The Kodak EasyShare Z981 was made toward the end of Kodak’s production of digital cameras (the Kodak cameras you can buy today are made by a different company that licenses the trademark), and it is one of the worst and one of the best superzooms Father Pitt has ever used. It’s poorly made, slow, and buggy, but old Pa Pitt keeps picking it up anyway.
Kodak tried to appeal to the enthusiast market with its high-end Z series, but compromises made this camera less appealing to photographers, while complexity made it less appealing to casual picture-takers.
The construction is appallingly cheap, and bits of plastic are likely to break—the battery-door hinge is broken on this one, for example, though to be fair battery doors are the most common physical point of failure in cameras that take AA batteries. A rubber band keeps the camera working.
If you save raw files, the camera is so slow that one reviewer suggested you put the kettle on between shots. (But, on the other hand, it does save raw files, so it earns points for that.)
At speeds of ISO 400 or above, the noise in raw files is pretty bad, and the in-camera JPEGs are smeary with noise reduction.
As with every Kodak Z-series camera Father Pitt has used, autofocus is fiddly, and in some modes simply doesn’t work at the long end of the zoom.
But at ISO 64, this camera produces gorgeous pictures. The Schneider lens deserves a much better camera behind it. There is very little distortion for such a long lens, although the wide-end barrel distortion is noticeable because the camera does no correction—it has to be corrected in software later. The camera itself allows a high degree of manual control over most things, and the electronic viewfinder is good enough to make manual focusing possible.
The pictures are the main reason old Pa Pitt keeps picking up this camera again. Under the right conditions, the pictures are clear and sharp. Father Pitt always saves the pictures in raw format, in spite of the wait between shots. Even at the base ISO of 64 they can use a little noise reduction, but they respond well to it.
The camera has plenty of quirks. Autofocus is, as we said, fiddly. Set on “Multi-Zone,” it often fails to focus at all at the far end of the zoom range. We have much better luck with it set to “Center-Zone.”
The auto ISO selection is not smart enough to account for the zoom lens, and the image stabilization is not impressive. Even in bright light, it’s a good idea to set the ISO to 200 or 400 for long-telephoto pictures. At 400 ISO, the noise will look dire in raw pictures, but it can be tamed in editing later. Father Pitt leaves the camera set to ISO 64 for most pictures and raises the ISO as needed.

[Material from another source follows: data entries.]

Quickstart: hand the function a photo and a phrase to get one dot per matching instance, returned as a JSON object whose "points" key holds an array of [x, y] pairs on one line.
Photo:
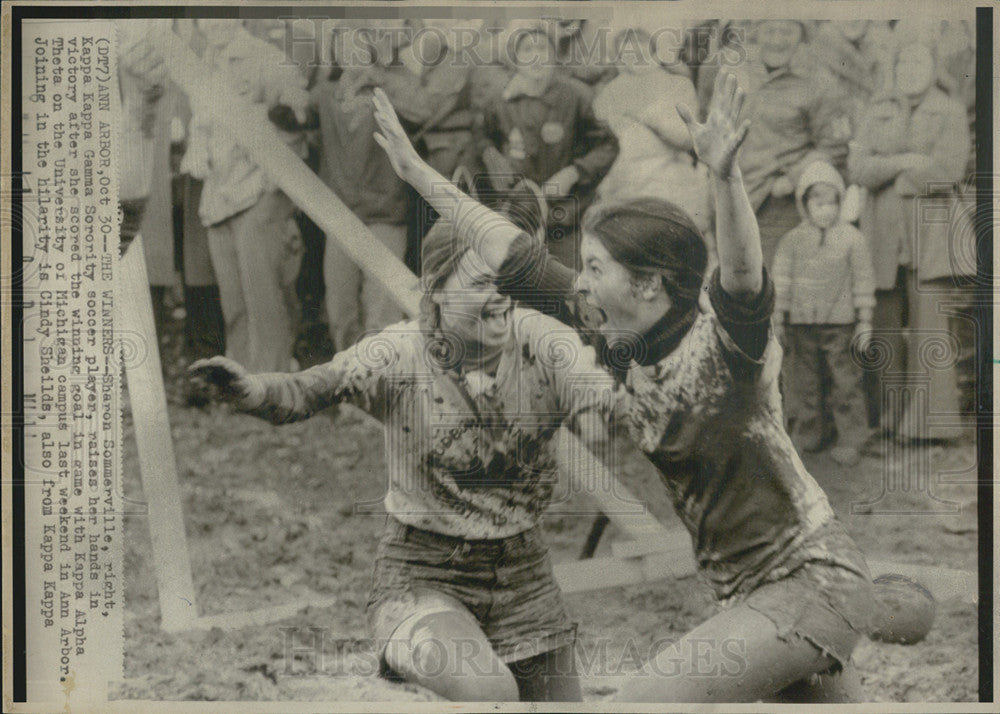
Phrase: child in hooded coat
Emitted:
{"points": [[824, 296]]}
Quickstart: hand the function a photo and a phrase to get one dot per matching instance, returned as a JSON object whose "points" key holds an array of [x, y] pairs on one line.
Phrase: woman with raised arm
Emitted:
{"points": [[463, 599], [699, 394]]}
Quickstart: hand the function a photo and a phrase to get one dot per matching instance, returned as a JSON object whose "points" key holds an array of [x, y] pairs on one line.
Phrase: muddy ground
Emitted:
{"points": [[270, 518]]}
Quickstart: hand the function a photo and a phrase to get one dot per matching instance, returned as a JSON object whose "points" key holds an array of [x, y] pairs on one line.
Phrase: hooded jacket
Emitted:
{"points": [[822, 276]]}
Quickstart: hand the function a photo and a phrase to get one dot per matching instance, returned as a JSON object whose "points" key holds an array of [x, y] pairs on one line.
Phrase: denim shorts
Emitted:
{"points": [[830, 604], [506, 584]]}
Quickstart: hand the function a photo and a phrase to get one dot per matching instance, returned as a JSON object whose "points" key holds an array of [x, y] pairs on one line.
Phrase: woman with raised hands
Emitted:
{"points": [[698, 392], [463, 598]]}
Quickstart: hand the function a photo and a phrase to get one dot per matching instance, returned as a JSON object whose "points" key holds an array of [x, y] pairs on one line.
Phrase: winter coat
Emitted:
{"points": [[822, 276]]}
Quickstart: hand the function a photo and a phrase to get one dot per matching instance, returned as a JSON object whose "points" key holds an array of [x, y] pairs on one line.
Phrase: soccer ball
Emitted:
{"points": [[906, 610]]}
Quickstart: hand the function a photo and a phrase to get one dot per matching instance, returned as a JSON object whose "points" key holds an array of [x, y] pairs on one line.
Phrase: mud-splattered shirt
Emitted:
{"points": [[468, 455], [706, 410]]}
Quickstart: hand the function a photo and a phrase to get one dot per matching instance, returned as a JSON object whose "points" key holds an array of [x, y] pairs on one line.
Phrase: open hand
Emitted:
{"points": [[225, 378], [863, 336], [717, 140], [392, 137]]}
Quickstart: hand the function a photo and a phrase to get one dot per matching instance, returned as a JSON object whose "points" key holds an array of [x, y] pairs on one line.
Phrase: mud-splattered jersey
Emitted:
{"points": [[706, 410], [468, 455]]}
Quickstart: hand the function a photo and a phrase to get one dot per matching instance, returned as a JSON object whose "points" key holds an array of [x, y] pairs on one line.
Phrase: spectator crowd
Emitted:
{"points": [[857, 162]]}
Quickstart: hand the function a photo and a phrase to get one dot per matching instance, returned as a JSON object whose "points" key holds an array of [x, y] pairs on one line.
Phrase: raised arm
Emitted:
{"points": [[717, 141], [485, 230]]}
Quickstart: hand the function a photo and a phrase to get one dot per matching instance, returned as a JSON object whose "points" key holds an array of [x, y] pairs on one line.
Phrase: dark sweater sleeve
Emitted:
{"points": [[746, 321], [531, 276]]}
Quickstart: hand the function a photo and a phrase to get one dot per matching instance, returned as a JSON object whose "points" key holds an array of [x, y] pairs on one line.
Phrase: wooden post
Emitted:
{"points": [[157, 467]]}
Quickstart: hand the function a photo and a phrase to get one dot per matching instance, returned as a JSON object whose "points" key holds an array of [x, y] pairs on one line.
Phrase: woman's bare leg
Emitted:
{"points": [[735, 656], [447, 652], [549, 677]]}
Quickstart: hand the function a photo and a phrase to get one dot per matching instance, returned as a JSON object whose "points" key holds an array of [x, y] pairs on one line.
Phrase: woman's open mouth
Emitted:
{"points": [[496, 316]]}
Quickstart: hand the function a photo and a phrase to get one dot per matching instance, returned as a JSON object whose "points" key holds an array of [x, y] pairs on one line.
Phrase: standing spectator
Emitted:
{"points": [[428, 84], [655, 146], [824, 295], [252, 236], [580, 51], [849, 58], [357, 170], [204, 325], [912, 148], [543, 127], [788, 110]]}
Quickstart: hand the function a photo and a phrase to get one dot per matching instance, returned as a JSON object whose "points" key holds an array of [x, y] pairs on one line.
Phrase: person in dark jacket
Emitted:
{"points": [[353, 165], [543, 128]]}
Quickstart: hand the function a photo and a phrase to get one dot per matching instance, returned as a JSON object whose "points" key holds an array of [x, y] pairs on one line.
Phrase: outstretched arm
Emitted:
{"points": [[281, 398], [717, 141], [486, 231]]}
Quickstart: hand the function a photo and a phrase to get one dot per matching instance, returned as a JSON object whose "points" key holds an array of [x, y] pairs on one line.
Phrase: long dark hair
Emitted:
{"points": [[653, 236]]}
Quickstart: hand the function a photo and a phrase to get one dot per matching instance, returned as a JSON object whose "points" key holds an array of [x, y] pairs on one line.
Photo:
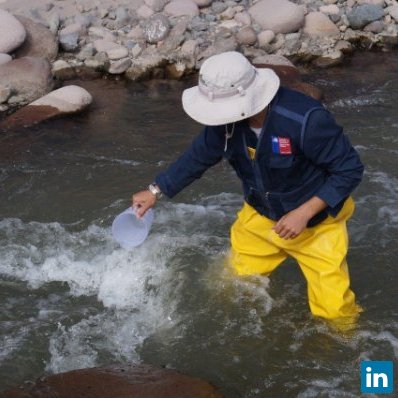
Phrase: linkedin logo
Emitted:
{"points": [[377, 377]]}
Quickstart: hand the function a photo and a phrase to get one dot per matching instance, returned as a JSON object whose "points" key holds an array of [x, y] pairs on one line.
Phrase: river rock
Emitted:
{"points": [[62, 70], [375, 27], [12, 32], [135, 381], [156, 28], [4, 58], [145, 12], [28, 77], [156, 5], [175, 37], [280, 16], [330, 9], [203, 3], [318, 24], [362, 15], [374, 2], [328, 60], [64, 101], [393, 11], [243, 18], [40, 42], [178, 8], [188, 49], [218, 7], [120, 66], [69, 37], [113, 50], [219, 46], [265, 37], [246, 36], [273, 59], [5, 93]]}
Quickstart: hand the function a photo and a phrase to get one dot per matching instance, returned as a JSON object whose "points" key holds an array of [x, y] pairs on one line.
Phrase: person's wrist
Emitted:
{"points": [[155, 190]]}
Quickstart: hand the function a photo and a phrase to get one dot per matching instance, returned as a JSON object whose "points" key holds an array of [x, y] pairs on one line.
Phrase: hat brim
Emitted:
{"points": [[221, 111]]}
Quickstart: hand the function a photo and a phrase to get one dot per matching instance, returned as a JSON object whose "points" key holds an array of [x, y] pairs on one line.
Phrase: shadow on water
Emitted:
{"points": [[72, 298]]}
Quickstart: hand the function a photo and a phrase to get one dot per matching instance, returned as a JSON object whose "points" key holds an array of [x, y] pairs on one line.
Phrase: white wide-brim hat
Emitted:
{"points": [[230, 89]]}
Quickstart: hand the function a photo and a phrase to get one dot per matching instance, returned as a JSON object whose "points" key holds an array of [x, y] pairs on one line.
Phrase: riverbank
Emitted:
{"points": [[145, 39]]}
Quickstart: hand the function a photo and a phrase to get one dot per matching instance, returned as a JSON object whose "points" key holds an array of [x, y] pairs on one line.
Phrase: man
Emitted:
{"points": [[297, 170]]}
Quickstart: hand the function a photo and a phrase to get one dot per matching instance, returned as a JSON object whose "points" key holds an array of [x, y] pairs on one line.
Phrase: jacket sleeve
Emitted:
{"points": [[206, 150], [325, 144]]}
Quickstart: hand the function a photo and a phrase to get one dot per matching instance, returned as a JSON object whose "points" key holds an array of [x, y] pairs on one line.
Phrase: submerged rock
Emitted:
{"points": [[12, 32], [136, 381]]}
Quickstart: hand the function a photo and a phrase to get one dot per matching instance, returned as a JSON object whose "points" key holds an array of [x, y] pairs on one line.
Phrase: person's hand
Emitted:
{"points": [[292, 224], [142, 201]]}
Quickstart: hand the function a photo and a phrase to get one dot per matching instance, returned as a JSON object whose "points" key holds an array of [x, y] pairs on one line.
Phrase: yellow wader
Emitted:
{"points": [[320, 251]]}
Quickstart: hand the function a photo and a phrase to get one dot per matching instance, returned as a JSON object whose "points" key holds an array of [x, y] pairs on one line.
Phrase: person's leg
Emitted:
{"points": [[251, 249], [322, 258]]}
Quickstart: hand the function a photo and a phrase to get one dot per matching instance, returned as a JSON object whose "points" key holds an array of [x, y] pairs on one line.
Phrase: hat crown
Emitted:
{"points": [[224, 70]]}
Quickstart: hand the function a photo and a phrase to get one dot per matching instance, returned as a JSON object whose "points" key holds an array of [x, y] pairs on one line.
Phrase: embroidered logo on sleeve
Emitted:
{"points": [[281, 145]]}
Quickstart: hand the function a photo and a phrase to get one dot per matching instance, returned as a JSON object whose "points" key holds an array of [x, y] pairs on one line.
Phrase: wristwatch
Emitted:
{"points": [[153, 188]]}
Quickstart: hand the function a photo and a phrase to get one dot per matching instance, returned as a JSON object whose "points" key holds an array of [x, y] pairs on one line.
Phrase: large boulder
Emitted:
{"points": [[64, 101], [362, 15], [318, 24], [136, 381], [12, 33], [280, 16], [40, 42], [29, 78]]}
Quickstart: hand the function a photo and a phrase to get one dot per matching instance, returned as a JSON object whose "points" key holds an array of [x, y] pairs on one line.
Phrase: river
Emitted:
{"points": [[72, 298]]}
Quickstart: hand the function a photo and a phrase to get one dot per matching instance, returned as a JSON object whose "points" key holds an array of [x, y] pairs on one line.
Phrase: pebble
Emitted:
{"points": [[243, 18], [363, 15], [156, 5], [375, 27], [178, 8], [246, 36], [393, 11], [12, 32], [156, 28], [113, 50], [203, 3], [120, 66], [280, 16], [4, 58], [145, 12], [265, 37], [218, 7], [318, 24], [5, 94]]}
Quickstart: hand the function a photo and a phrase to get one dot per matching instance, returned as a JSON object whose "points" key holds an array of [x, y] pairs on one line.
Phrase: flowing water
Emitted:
{"points": [[72, 298]]}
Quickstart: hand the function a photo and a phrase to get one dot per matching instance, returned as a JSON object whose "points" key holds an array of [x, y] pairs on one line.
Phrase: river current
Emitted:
{"points": [[72, 298]]}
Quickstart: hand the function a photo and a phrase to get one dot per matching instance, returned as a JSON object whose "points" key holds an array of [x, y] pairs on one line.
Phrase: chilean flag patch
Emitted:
{"points": [[281, 145]]}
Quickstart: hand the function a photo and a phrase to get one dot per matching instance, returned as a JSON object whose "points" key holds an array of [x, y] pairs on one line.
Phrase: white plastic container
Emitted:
{"points": [[130, 231]]}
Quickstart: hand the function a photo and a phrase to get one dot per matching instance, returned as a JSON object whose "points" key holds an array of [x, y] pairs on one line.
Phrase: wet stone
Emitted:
{"points": [[156, 28]]}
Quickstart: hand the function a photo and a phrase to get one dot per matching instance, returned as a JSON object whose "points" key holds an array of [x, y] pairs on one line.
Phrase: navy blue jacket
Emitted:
{"points": [[300, 153]]}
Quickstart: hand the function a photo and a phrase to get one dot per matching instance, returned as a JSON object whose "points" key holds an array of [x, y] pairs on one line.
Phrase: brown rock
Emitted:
{"points": [[291, 78], [29, 78], [137, 381], [39, 42]]}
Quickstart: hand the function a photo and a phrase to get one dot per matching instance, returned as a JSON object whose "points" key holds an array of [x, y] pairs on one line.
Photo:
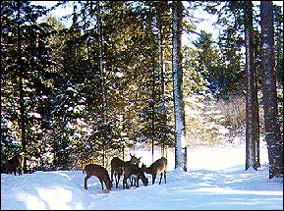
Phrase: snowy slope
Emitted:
{"points": [[215, 180]]}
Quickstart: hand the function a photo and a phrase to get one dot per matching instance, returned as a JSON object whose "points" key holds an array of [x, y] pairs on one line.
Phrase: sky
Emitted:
{"points": [[215, 180], [207, 24]]}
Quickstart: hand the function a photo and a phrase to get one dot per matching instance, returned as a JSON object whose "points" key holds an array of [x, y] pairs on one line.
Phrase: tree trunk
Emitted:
{"points": [[177, 84], [21, 73], [102, 78], [272, 133], [251, 91]]}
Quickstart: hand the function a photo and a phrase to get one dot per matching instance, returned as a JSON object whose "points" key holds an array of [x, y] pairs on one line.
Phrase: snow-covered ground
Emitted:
{"points": [[215, 180]]}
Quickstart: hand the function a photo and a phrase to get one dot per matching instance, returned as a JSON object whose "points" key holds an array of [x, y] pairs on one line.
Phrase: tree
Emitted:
{"points": [[272, 134], [252, 132], [178, 85]]}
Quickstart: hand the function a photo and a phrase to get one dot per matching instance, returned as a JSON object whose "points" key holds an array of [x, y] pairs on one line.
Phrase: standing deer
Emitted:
{"points": [[159, 166], [133, 170], [15, 164], [98, 171], [117, 167]]}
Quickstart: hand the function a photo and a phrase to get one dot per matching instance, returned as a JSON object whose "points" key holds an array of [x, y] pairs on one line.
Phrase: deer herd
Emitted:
{"points": [[130, 170]]}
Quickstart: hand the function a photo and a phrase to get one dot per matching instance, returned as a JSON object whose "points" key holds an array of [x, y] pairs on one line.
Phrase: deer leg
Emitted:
{"points": [[85, 182], [160, 178], [101, 181], [125, 183], [153, 179]]}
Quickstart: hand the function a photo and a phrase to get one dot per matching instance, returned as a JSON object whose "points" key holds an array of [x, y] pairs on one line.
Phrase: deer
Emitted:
{"points": [[15, 164], [117, 167], [100, 172], [157, 167], [133, 171]]}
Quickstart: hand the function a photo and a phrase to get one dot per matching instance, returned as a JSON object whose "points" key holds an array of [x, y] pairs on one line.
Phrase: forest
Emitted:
{"points": [[121, 75]]}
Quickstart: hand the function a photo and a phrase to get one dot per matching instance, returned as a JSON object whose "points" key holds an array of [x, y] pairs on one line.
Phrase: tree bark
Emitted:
{"points": [[21, 73], [178, 85], [272, 134], [251, 92]]}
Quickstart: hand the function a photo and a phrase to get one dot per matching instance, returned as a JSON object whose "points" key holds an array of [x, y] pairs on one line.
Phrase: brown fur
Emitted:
{"points": [[98, 171], [15, 164], [158, 167], [117, 167], [133, 170]]}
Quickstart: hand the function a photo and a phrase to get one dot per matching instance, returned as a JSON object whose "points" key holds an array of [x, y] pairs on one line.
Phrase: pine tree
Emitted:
{"points": [[272, 133], [178, 85]]}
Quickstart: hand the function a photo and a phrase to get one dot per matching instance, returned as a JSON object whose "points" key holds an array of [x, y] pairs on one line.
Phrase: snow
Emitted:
{"points": [[215, 180]]}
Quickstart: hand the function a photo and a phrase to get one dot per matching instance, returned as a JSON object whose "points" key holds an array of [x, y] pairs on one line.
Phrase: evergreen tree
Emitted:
{"points": [[272, 133]]}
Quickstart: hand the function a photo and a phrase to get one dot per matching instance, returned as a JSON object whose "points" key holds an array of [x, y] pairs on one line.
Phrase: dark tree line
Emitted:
{"points": [[119, 75]]}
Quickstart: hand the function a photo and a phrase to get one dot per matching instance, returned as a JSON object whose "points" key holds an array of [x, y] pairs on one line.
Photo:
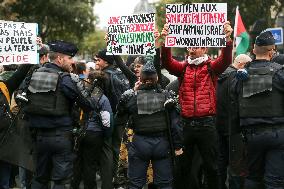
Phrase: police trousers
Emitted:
{"points": [[265, 148], [54, 158], [201, 132], [143, 149]]}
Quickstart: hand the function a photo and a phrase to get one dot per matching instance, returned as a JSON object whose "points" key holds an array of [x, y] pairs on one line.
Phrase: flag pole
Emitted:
{"points": [[235, 34]]}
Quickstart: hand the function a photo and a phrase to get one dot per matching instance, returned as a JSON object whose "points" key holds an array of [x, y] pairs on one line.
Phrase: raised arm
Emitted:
{"points": [[225, 59], [173, 66], [132, 78]]}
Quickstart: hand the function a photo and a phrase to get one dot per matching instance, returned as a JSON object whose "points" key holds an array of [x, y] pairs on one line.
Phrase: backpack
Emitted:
{"points": [[119, 84]]}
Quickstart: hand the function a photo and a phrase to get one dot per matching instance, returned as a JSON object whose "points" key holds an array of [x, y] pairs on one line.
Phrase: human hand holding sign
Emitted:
{"points": [[165, 30], [157, 37]]}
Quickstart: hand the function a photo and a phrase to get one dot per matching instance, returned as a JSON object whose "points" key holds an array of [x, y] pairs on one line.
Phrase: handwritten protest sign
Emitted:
{"points": [[18, 43], [131, 35], [196, 25]]}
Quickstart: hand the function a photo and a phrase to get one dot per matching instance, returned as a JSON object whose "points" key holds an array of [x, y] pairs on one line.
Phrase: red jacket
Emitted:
{"points": [[197, 94]]}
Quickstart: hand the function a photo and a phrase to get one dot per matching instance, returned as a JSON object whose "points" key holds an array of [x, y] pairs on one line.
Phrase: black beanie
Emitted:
{"points": [[108, 58], [264, 39]]}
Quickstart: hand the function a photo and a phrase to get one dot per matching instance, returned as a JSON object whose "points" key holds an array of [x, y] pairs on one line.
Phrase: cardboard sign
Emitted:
{"points": [[196, 25], [277, 34], [18, 43], [131, 35]]}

The controls are not bad. A wheel on top of the camera changes the most frequently used settings. Menus are simple and fairly comprehensive. Dedicated buttons for flash mode, macro mode, and self-timer are on the top. The big useless “Share” button on the back can be ignored, since all the Kodak software it interacted with is long extinct. A switch on top activates the second shutter button, supposedly for portrait-format pictures; this is a useless extravagance on a camera otherwise made as cheaply as possible, and for some reason the switch deactivates the main shutter button, so you can use only one or the other. Fortunately the software is clever enough to tell you what’s wrong if you try to use the shutter button when it’s deactivated, but it could have been even cleverer and just realized that you probably want to take a picture.
The macro capability should be singled out for praise. The camera will focus at one centimeter, which is not uncommon in superzoom cameras but still very good. This camera, however, focuses at one centimeter with the zoom lens at the full-frame equivalent of 60 millimeters; most other superzooms that focus at one centimeter will do it only at the widest zoom setting. In effect, the Kodak focuses more than twice as close as most of the rest.
The worst thing about the camera is the build quality. It feels cheap, because it is cheap. In addition to the broken battery door, the little plastic loop that attaches the lens cap to its leash is broken. That is probably an improvement, since dangling lens caps are always in the way.
Old Pa Pitt will probably keep using this camera until it dies. It has produced enough good pictures that he feels as though he knows how to get what he wants out of it. But after it dies, he probably will not replace it. There is one big advantage to a camera one feels that way about: it can go anywhere, and one never worries about dropping it or losing it. For that reason alone, this camera gets a lot of use.